Script for solving the 1D diffusion equation - T(t) at x meters from dikeΒΆ

We will solve for the cooling of hot dike that was emplaced into cooler country rock. The method we are using is a simple explicit 1D finite differences scheme. This script also shows how we can record the temperature throught time at a certain distance from the dike country rock interface

First we load some useful libraries

[1]:
import numpy as np
import matplotlib.pyplot as plt
from matplotlib import animation
from matplotlib.patches import Rectangle
from IPython.display import HTML

Next we define some physics constants

[2]:
L       = 100           # Length of modeled domain [m]
Tmagma  = 1200          # Temperature of magma [C]
Trock   = 300           # Temperature of country rock [C]
kappa   = 1e-6          # Thermal diffusivity of rock [m2/s]
W       = 5;            # Width of dike [m]
day     = 60*60*24       # # seconds per day
dt      = 1*day         # Timestep [s]

and some numerical constants constants

[10]:
nx      = 201                                          # Number of gridpoints in x-direction
nt      = 500                                          # Number of timesteps to compute
Xvec,dx = np.linspace(-L/2, L/2, nx,  retstep=True)    # X coordinate vector, constant spacing
beta    = kappa*dt/dx**2
Time    = np.arange(0,nt*dt, dt)

Set the initial conditions

[11]:
T_init  = np.ones(nx)*Trock;              # everything is cold initially
T_init[np.nonzero(np.abs(Xvec) <= W/2)] = Tmagma   # and hot where the dike is
time    = 0

Make a function that computes temperature

[12]:
# hide: the code in this cell is hidden by the author
[13]:
# write a function that solves for temperature!

#def fdm_solve(Told):
#    Tnew=Told.copy()
#    for i in range(1,len(Xvec)-1):
#        Tnew[i] = ???
#    return Tnew
[14]:
# temperature close to dike
# x_test = 5 + W/2
# idx = ??? find index closest to 5m from dike/country rock interface
# T_x     = np.empty(Time.shape) # initialize T_x array for storing temp at this point through time
# T_x[:]  = np.nan
[15]:
# hide: the code in this cell is hidden by the author

Compute and visualize everything

[16]:
# First set up the figure, the axis, and the plot element we want to animate
fig, (ax1, ax2) = plt.subplots(2, 1, figsize=(10,7.5))

# prepare axes

# temperature (space)
ax1.set_xlim(-L/2, L/2)
ax1.set_ylim(0, Tmagma)

ax1.add_patch(Rectangle((-W/2, 0), W, 1200, alpha=0.5, color='tab:red'))
line, = ax1.plot([], [], lw=1)
marker, = ax1.plot(Xvec[idx], Trock,  marker='o', markersize=5, color="red", alpha=0.5)

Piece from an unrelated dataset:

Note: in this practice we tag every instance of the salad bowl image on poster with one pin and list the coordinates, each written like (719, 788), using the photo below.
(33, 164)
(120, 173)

timeLabel=ax1.text(0.02,0.98,'Time: ',transform=ax1.transAxes,va='top')
ax1.set_xlabel('X (m)')
ax1.set_ylabel('Temperature ($^{\circ}$C)')


#temperature (time)
ax2.set_xlim(0, Time[-1]/day)
ax2.set_ylim(0, Tmagma)
evo,  = ax2.plot([],[],lw=1)
ax2.set_xlabel('Time (day)')
ax2.set_ylabel('Temperature ($^{\circ}$C)')
tempLabel=ax2.text(0.02,0.98,'Marker temperature: ',transform=ax2.transAxes,va='top')

# Initialization function: plot the background of each frame
def init():
    line.set_data([], [])
    evo.set_data([],[])
    marker.set_data([],[])
    return line,evo,marker

# Initialize Tnew
Tnew=T_init
T_x[0] = T_init[idx]

# Animation function which updates figure data.  This is called sequentially
def animate(i):
    timeLabel._text='Time: %.1f day'%(i*dt/day)

    # use global keyword to store the latest solution and update it using fdm_solve function
    global Tnew

    Tnew=fdm_solve(Tnew)
    line.set_data(Xvec, Tnew)
    T_x[i] = Tnew[idx]
    evo.set_data(Time/day, T_x)
    marker.set_data(Xvec[idx], T_x[i])
    tempLabel._text='Marker temperature: %.1f ($^{\circ}$C)'%(T_x[i])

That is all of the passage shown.